Blizzard, the maker of the game, did their research and asked the fans of Diablo II what they liked about the game and what they would change. They crunched numbers and cataloged their demands and determined what players were doing online and how the economy worked. Years went by and they finally came up with features worthy of Diablo III.

The die-hard players of Diablo II wanted a system to manage the economy. A centralized place of trade. In previous installments of the game, characters became absurdly rich with gold from selling newly found loot. It was a useless currency because it only paid for repairs of damaged gear. Vendors offered gear and items but of little value or quality.

Stones of Jordan (a ring of rarity) became the new currency, as well as hard-to-find set items. The exchange itself was rather clunky, forcing players to broadcast their trade in chat, then join privately hosted games for the exchange. Players complained and Blizzard listened.

Now comes Diablo III, with its new (and buggy) auction house, a concept that was borrowed from World of Warcraft (and probably other games before it). Players can buy and sell items of great value, min-maxing their characters performance on the battlefield. I took advantage of this, quite frequently, to transform my Barbarian into a juggernaut of the battlefield. It became too easy.

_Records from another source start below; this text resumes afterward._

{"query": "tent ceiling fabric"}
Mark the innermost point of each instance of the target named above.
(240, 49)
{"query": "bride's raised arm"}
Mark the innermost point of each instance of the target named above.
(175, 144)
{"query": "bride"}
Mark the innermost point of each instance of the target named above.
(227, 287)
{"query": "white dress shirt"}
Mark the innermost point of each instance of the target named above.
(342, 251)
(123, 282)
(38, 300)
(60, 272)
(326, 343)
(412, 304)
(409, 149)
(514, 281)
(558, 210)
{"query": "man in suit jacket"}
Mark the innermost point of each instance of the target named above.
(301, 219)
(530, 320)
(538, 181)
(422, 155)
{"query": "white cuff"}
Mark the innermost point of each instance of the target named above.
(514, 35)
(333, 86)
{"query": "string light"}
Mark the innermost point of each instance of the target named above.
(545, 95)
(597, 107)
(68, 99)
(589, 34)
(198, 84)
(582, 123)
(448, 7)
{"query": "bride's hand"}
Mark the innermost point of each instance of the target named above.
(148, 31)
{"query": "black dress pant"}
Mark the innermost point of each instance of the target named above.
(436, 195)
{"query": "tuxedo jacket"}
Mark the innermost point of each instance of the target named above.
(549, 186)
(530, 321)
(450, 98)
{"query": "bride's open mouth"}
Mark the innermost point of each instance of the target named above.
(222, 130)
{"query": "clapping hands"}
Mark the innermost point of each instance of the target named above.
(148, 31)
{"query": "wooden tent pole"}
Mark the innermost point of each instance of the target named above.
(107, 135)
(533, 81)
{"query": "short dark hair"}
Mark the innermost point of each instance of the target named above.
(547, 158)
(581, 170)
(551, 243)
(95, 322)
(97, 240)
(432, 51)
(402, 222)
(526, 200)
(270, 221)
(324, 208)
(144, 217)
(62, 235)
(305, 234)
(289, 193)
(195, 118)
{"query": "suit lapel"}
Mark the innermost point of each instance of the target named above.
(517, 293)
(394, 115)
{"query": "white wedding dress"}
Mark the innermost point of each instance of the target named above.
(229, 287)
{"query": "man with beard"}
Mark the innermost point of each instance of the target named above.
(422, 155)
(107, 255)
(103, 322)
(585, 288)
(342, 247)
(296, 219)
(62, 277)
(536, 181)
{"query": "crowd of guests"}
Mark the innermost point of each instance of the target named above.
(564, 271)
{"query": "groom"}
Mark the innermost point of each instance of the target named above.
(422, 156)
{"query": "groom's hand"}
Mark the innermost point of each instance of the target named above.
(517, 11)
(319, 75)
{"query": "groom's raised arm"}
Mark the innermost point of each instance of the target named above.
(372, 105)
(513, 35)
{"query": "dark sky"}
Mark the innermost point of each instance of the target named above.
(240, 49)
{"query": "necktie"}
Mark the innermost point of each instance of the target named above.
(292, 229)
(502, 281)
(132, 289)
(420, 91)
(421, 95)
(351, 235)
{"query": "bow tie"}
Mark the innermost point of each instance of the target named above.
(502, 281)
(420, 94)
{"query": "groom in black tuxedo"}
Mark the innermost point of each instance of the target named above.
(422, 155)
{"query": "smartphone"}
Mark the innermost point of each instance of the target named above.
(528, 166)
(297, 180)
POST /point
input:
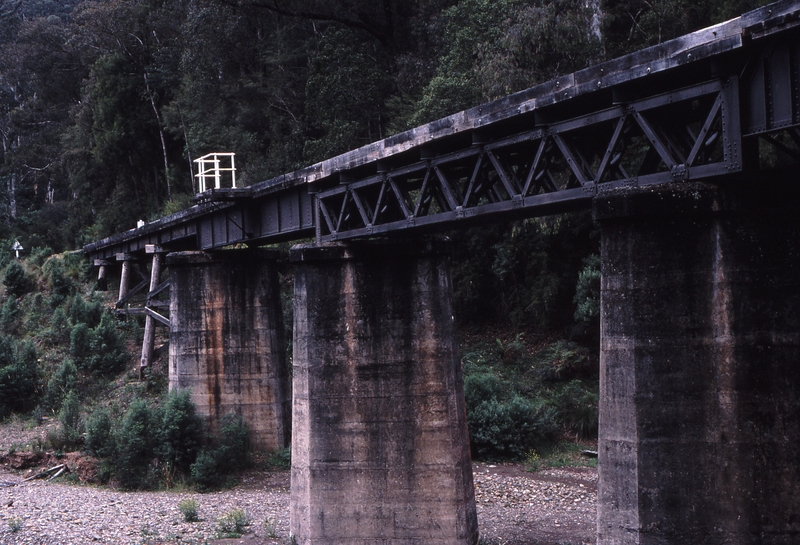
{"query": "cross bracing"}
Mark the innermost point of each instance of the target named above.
(697, 107)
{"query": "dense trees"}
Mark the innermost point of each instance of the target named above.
(104, 103)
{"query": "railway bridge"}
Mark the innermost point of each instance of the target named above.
(686, 152)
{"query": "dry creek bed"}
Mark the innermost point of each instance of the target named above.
(551, 507)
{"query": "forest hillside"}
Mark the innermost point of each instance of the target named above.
(104, 105)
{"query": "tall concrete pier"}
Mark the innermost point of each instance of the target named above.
(380, 451)
(700, 365)
(226, 340)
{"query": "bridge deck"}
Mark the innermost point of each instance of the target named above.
(693, 107)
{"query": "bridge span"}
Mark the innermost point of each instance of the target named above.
(687, 152)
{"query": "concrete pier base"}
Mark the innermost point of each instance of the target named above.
(226, 340)
(700, 365)
(380, 453)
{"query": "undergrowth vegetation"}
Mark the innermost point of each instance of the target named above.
(63, 359)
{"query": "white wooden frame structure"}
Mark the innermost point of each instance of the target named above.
(210, 167)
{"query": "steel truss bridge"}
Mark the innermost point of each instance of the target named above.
(721, 103)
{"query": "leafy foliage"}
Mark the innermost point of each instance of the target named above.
(18, 375)
(16, 280)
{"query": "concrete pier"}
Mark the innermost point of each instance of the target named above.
(700, 365)
(226, 340)
(380, 452)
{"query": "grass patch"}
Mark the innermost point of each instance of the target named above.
(563, 454)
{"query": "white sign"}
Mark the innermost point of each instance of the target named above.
(17, 247)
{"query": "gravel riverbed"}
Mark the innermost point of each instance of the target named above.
(551, 507)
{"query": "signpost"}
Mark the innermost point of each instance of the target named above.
(17, 247)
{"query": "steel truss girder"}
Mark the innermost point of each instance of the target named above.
(688, 133)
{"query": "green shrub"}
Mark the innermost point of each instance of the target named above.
(80, 343)
(135, 444)
(233, 442)
(577, 409)
(180, 433)
(58, 331)
(15, 524)
(39, 255)
(510, 428)
(62, 381)
(16, 280)
(87, 312)
(100, 350)
(204, 470)
(481, 387)
(70, 418)
(189, 507)
(109, 354)
(61, 285)
(19, 376)
(233, 524)
(10, 315)
(100, 440)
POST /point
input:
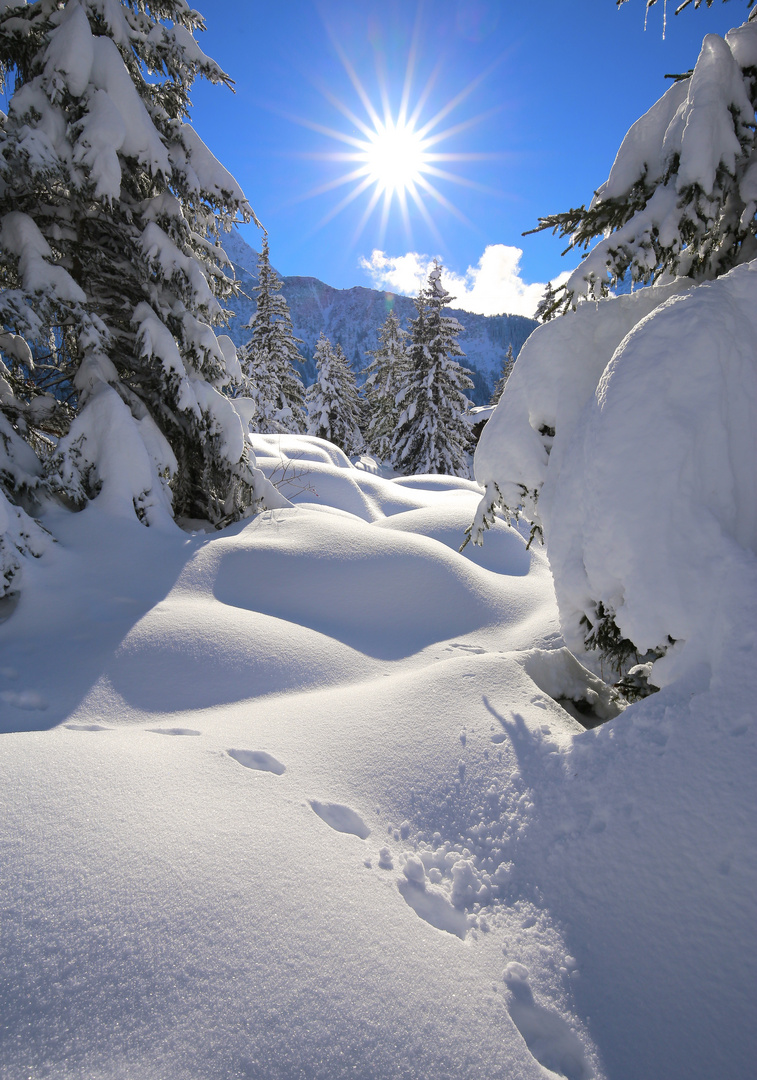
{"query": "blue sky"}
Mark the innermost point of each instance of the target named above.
(534, 97)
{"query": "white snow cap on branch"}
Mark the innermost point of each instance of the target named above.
(21, 235)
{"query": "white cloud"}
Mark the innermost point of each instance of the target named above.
(494, 287)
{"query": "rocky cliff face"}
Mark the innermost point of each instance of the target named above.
(352, 318)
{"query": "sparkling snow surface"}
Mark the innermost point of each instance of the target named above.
(294, 800)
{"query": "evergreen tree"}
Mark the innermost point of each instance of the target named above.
(334, 406)
(384, 377)
(268, 360)
(508, 365)
(433, 433)
(111, 271)
(681, 196)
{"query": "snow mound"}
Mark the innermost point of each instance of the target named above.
(653, 408)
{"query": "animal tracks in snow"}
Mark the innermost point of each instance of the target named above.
(340, 818)
(174, 731)
(548, 1036)
(258, 760)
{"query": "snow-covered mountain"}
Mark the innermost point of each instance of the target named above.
(352, 318)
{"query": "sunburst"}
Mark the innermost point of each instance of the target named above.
(394, 158)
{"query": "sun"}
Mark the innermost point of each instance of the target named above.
(393, 156)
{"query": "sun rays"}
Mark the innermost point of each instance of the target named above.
(392, 157)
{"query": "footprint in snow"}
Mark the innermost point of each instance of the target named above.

But was this a smart move on Blizzard’s part? Should they have implemented such a feature?

I’ve discussed this with several of my friends and we are in agreement that it crippled the itemization that made this game unique. The fact that you could buy an item off the auction house, for very little gold, made nearly all items dropped by enemies inferior.

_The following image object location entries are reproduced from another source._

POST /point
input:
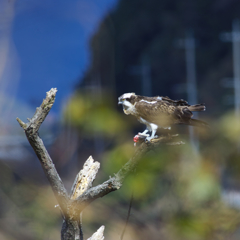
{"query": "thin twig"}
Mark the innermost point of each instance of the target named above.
(128, 216)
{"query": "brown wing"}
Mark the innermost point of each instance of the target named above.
(180, 102)
(159, 112)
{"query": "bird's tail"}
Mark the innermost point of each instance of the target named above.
(198, 123)
(197, 107)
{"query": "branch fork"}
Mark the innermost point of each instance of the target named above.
(82, 192)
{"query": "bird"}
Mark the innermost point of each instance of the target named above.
(160, 112)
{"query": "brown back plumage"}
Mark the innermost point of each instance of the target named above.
(164, 111)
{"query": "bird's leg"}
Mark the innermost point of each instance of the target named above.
(144, 133)
(154, 128)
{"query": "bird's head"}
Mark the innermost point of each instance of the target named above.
(127, 100)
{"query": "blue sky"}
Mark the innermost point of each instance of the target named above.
(46, 46)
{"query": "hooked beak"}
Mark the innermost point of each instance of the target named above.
(119, 101)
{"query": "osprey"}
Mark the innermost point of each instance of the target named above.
(157, 112)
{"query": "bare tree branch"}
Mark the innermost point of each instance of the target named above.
(82, 193)
(31, 131)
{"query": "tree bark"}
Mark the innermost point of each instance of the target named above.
(82, 193)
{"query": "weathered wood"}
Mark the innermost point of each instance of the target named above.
(82, 193)
(98, 235)
(31, 130)
(85, 178)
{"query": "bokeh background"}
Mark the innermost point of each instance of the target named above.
(93, 51)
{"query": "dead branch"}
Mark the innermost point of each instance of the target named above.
(82, 193)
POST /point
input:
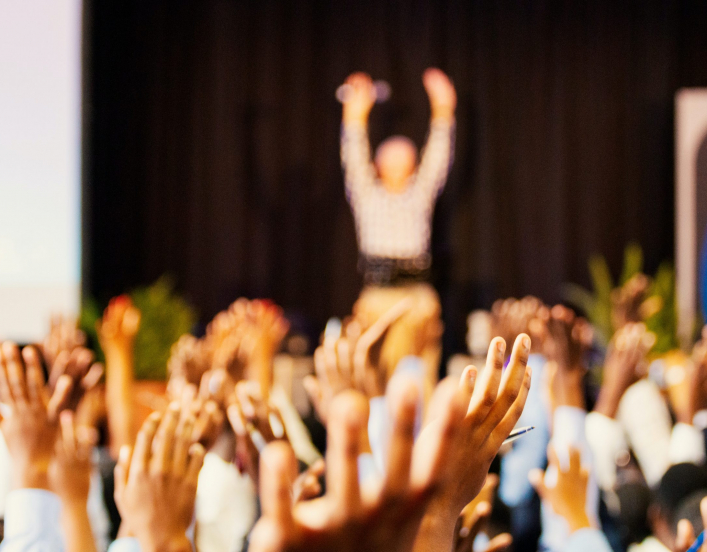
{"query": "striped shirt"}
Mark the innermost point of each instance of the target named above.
(390, 225)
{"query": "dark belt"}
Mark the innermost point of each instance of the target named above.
(385, 271)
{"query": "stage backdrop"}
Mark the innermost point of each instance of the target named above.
(214, 141)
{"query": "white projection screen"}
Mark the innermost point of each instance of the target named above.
(40, 164)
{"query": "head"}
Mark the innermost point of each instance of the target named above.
(396, 159)
(678, 483)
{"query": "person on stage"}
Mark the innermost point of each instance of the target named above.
(392, 198)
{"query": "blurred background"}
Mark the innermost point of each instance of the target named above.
(211, 143)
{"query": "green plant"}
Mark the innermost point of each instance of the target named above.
(166, 316)
(597, 303)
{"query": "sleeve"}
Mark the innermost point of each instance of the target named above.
(294, 427)
(126, 544)
(436, 158)
(607, 442)
(32, 522)
(587, 540)
(529, 452)
(568, 431)
(687, 444)
(378, 427)
(359, 173)
(647, 424)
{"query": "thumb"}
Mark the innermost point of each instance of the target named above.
(537, 480)
(685, 536)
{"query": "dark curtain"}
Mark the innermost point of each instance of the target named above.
(213, 142)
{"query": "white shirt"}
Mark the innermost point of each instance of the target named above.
(32, 522)
(395, 226)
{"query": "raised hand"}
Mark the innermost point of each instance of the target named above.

The so-called “white items”, items that have no special power or magical content, have become useless. These items are avoided and not worth the space they took up in your inventory. The “blue items”, items with some magical power and slightly more worth, are primarily sought as vendor trash – items only used to sell. Rarely are they used as gear upgrades. The “gold items”, are rare, but plentiful on the auction house. An oxymoron, if you ask me. Lastly, “legendary items” are the pinnacle of uniqueness, yet thousands of them litter the auction house.

Gold is finally useful, as it can buy items from the auction house. Due to the over-saturation of rare items on the auction house, a few thousand gold can buy items of great power. Furthermore, live currency will be used to purchase gold (at an estimated rate of $10 for 1 million gold pieces) in the future, further inflating prices.

Eventually the prices of items will stabilize and gold, again, will be inflated; rare items will be common. I believe that introducing an auction house was a poor idea which detracted from the original flavour of the game. Gone are the days of buying a good weapon from Griswald the Blacksmith or looting your enemies for good gear. With the auction house, why bother picking up most of the items that you find.